Sudah 4 (empat) tahun perjalanan pernikahan saya dan istri dijalani, tidak banyak cerita hebat yang akan diceritakan, tidak banyak pula hal istimewa yang akan digembar-gemborkan, hanya sedikit cerita kedewasaan dan ungkapan terima kasih penuh cinta yang akan coba diurai singkat di tulisan ini.

Kami adalah sepasang suami istri muda yang miskin pengalaman, menikah tidak dengan harta berlimpah, hanya bermodalkan keberanian dan harapan akan janji Allah bahwa dengan menikah, Allah SWT akan cukupkan rezeki pada kami berdua. Kami juga memutuskan mandiri, tidak terlalu lama tinggal dengan orang tua. Bermodal usaha belajar tiada henti, kami mulai kehidupan keluarga kami yang sederhana di sebuah rumah kontrakan dengan ukuran yang tidak terlalu besar tapi dengan tingkat kenyamanan yang luar biasa.

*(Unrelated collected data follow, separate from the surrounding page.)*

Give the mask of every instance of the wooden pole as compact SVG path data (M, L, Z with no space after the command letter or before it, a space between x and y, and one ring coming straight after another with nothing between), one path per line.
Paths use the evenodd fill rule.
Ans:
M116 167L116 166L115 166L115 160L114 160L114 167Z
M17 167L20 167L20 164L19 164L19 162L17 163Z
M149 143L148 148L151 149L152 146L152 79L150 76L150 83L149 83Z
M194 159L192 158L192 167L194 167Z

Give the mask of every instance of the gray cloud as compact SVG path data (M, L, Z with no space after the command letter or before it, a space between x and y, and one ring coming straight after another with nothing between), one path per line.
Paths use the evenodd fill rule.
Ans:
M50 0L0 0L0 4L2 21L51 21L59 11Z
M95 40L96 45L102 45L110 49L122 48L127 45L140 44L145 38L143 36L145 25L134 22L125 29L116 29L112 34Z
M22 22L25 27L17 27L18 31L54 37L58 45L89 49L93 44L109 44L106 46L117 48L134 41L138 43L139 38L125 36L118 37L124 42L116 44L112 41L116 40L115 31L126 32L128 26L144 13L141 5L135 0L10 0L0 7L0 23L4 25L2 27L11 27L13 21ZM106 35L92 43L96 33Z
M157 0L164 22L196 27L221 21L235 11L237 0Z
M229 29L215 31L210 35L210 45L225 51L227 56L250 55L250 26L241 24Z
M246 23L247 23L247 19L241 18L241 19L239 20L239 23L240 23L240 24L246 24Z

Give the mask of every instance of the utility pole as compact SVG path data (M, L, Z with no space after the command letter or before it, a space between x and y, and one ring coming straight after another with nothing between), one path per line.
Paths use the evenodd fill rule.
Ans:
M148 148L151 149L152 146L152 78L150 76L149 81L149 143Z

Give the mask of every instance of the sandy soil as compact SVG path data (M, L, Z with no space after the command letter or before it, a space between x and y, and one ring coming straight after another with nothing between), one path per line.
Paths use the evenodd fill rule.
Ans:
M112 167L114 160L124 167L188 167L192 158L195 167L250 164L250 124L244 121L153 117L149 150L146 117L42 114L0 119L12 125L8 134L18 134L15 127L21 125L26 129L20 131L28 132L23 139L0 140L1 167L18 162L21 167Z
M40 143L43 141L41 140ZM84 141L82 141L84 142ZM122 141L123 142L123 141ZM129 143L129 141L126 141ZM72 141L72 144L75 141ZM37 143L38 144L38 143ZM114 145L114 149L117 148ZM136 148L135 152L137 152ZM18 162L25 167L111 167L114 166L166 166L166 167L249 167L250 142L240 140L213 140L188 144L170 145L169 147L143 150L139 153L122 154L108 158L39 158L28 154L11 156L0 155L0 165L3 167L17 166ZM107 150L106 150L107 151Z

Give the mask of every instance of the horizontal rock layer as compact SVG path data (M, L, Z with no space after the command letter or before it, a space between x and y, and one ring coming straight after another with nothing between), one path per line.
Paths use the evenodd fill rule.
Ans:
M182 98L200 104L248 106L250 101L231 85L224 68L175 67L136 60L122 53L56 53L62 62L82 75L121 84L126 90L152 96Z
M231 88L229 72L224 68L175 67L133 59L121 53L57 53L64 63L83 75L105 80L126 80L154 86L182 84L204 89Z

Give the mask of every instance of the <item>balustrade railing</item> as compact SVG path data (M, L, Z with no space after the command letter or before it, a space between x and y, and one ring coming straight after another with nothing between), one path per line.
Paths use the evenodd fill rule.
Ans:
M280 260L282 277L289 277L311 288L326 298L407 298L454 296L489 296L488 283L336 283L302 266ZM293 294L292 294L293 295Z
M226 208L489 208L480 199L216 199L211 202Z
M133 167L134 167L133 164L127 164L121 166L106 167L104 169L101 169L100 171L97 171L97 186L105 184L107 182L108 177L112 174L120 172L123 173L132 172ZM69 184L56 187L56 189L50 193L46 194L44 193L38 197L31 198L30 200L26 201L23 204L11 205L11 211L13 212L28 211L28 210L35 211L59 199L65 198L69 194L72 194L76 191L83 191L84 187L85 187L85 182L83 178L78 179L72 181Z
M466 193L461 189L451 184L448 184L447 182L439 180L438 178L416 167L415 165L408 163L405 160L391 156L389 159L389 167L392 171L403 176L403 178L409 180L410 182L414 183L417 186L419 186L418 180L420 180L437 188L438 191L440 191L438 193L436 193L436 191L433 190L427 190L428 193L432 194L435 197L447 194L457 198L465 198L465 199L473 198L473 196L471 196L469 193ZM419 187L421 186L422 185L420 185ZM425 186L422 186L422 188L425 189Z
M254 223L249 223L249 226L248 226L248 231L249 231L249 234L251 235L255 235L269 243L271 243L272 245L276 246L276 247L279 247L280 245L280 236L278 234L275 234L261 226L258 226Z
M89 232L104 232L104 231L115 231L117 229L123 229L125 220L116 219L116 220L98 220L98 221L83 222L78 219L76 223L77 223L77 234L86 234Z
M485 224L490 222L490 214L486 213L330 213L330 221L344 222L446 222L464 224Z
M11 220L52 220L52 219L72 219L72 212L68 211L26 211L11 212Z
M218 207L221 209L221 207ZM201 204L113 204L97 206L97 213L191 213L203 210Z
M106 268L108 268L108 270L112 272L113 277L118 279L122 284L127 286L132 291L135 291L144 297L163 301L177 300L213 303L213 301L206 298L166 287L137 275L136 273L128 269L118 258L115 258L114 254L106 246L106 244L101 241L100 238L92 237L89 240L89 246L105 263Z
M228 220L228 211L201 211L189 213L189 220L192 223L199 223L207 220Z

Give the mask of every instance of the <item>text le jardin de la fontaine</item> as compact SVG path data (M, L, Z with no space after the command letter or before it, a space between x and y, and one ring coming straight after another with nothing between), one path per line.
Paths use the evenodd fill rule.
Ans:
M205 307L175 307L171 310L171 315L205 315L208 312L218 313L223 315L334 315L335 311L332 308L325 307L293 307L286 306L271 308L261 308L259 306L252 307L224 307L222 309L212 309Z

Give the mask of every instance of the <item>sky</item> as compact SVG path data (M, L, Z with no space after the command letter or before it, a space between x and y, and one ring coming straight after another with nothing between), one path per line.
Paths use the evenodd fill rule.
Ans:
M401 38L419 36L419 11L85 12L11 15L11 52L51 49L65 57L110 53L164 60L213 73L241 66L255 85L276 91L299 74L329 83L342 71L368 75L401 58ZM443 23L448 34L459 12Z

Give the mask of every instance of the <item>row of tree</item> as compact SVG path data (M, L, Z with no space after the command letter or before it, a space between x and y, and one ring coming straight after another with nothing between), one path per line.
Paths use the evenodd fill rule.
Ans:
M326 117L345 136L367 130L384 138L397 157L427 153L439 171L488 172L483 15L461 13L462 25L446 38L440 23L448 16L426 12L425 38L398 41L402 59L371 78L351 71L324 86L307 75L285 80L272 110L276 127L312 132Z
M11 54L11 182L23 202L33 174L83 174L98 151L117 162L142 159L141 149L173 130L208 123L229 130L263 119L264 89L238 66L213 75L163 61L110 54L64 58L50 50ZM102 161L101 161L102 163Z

Perlahan, saya dan istri belajar bagaimana mengelola keluarga kecil kami. Saya harus belajar mengganti keran kamar mandi yang rusak (walau saya tidak sepenuhnya berhasil), istri mulai belajar memasak makanan walau dengan bumbu racikan yang sudah tersedia di pasar. Kami menikmati setiap proses demi proses, bekerja demi menghidupi keluarga terasa begitu ringan saat dirasa –walau berat saat dilihat.

Perlahan tapi pasti kami menyesuaikan diri dengan semua sifat dasar yang kami miliki, belajar menghormati setiap perbedaan yang muncul, menyikapinya dengan kearifan yang kami masih pelajari bentuknya.

Proses belajar menerima dan beradaptasi dengan semua perbedaan yang kami miliki inilah yang akhirnya membuat sedikit demi sedikit kami menjadi lebih dewasa. Sifat pengecut yang saya miliki saat masih muda, perlahan mampu dikelola dengan baik. Sikap pemalas perlahan berganti dengan ketekunan, lahir tanggung jawab yang besar untuk berjuang menghidupi dan meningkatkan martabat keluarga kami. Kami menemukan arah, tujuan dan cita-cita baru. Bahwa menikah telah menjadikan kami pemberani, pekerja keras, bertanggungjawab, dan penuh energi cinta satu sama lain. Kami bertumbuh dan berkembang menuju kehidupan yang sangat-sangat nyata.

Sebagai pribadi, terus terang saya sangat kaget dan takjub. Bahwa menikah dan berkeluarga telah membuat saya memiliki energi yang sangat besar -bahkan tak terbatas dalam beberapa hal, untuk bekerja, mencari nafkah, mempelajari ilmu baru, berbagi pada orang lain yang membutuhkan, bahkan bertanggungjawab dengan kualitas yang tidak pernah saya bayangkan sebelumnya ada. Sungguh benar janji Allah SWT, bahwa setelah menikah Allah akan cukupkan segala sesuatu kebutuhan hidupnya, tidak ada yang perlu dikhawatirkan sama sekali.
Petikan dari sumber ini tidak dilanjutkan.